Re: [v6 01/15] x86/mm: reserve only exiting low pages
From: Michal Hocko
Date: Fri Aug 11 2017 - 04:07:17 EST
On Mon 07-08-17 16:38:35, Pavel Tatashin wrote:
> Struct pages are initialized by going through __init_single_page(). Since
> the existing physical memory in memblock is represented in memblock.memory
> list, struct page for every page from this list goes through
> __init_single_page().
By a page _from_ this list you mean struct pages backing the physical
memory of the memblock lists?
> The second memblock list: memblock.reserved, manages the allocated memory.
> The memory that won't be available to kernel allocator. So, every page from
> this list goes through reserve_bootmem_region(), where certain struct page
> fields are set, the assumption being that the struct pages have been
> initialized beforehand.
>
> In trim_low_memory_range() we unconditionally reserve memoryfrom PFN 0, but
> memblock.memory might start at a later PFN. For example, in QEMU,
> e820__memblock_setup() can use PFN 1 as the first PFN in memblock.memory,
> so PFN 0 is not on memblock.memory (and hence isn't initialized via
> __init_single_page) but is on memblock.reserved (and hence we set fields in
> the uninitialized struct page).
>
> Currently, the struct page memory is always zeroed during allocation,
> which prevents this problem from being detected. But, if some asserts
> provided by CONFIG_DEBUG_VM_PGFLAGS are tighten, this problem may become
> visible in existing kernels.
>
> In this patchset we will stop zeroing struct page memory during allocation.
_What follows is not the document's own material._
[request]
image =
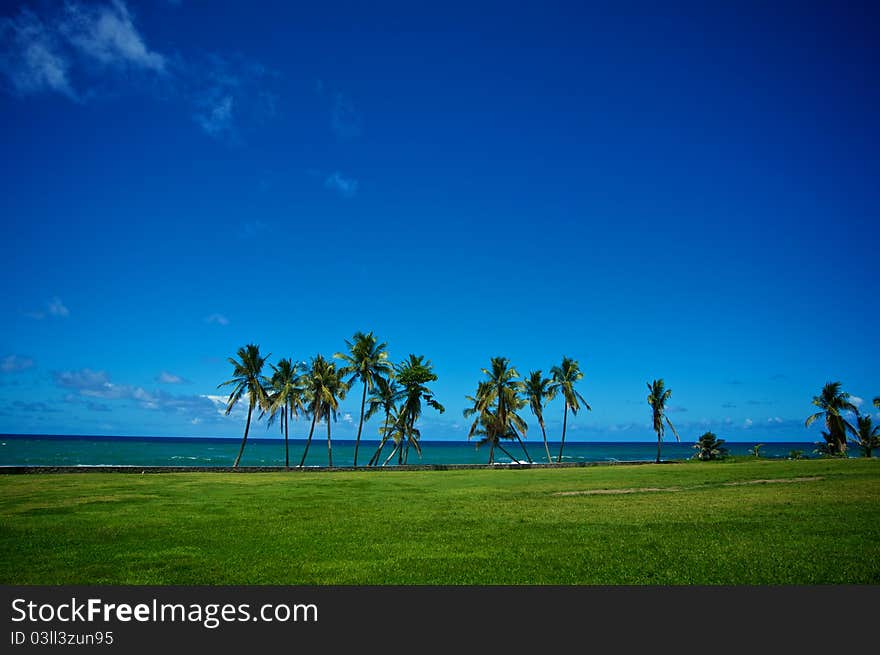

> Therefore, this bug must be fixed in order to avoid random assert failures
> caused by CONFIG_DEBUG_VM_PGFLAGS triggers.
>
> The fix is to reserve memory from the first existing PFN.
Hmm, I assume this is a result of some assert triggering, right? Which
one? Why don't we need the same treatment for other than x86 arch?
> Signed-off-by: Pavel Tatashin <pasha.tatashin@xxxxxxxxxx>
> Reviewed-by: Steven Sistare <steven.sistare@xxxxxxxxxx>
> Reviewed-by: Daniel Jordan <daniel.m.jordan@xxxxxxxxxx>
> Reviewed-by: Bob Picco <bob.picco@xxxxxxxxxx>
I guess that the review happened inhouse. I do not want to question its
value but it is rather strange to not hear the specific review comments
which might be useful in general and moreover even not include those
people on the CC list so they are aware of the follow up discussion.
> ---
> arch/x86/kernel/setup.c | 5 ++++-
> 1 file changed, 4 insertions(+), 1 deletion(-)
>
> diff --git a/arch/x86/kernel/setup.c b/arch/x86/kernel/setup.c
> index 3486d0498800..489cdc141bcb 100644
> --- a/arch/x86/kernel/setup.c
> +++ b/arch/x86/kernel/setup.c
> @@ -790,7 +790,10 @@ early_param("reservelow", parse_reservelow);
>
> static void __init trim_low_memory_range(void)
> {
> - memblock_reserve(0, ALIGN(reserve_low, PAGE_SIZE));
> + unsigned long min_pfn = find_min_pfn_with_active_regions();
> + phys_addr_t base = min_pfn << PAGE_SHIFT;
> +
> + memblock_reserve(base, ALIGN(reserve_low, PAGE_SIZE));
> }
>
> /*
> --
> 2.14.0
--
Michal Hocko
SUSE Labs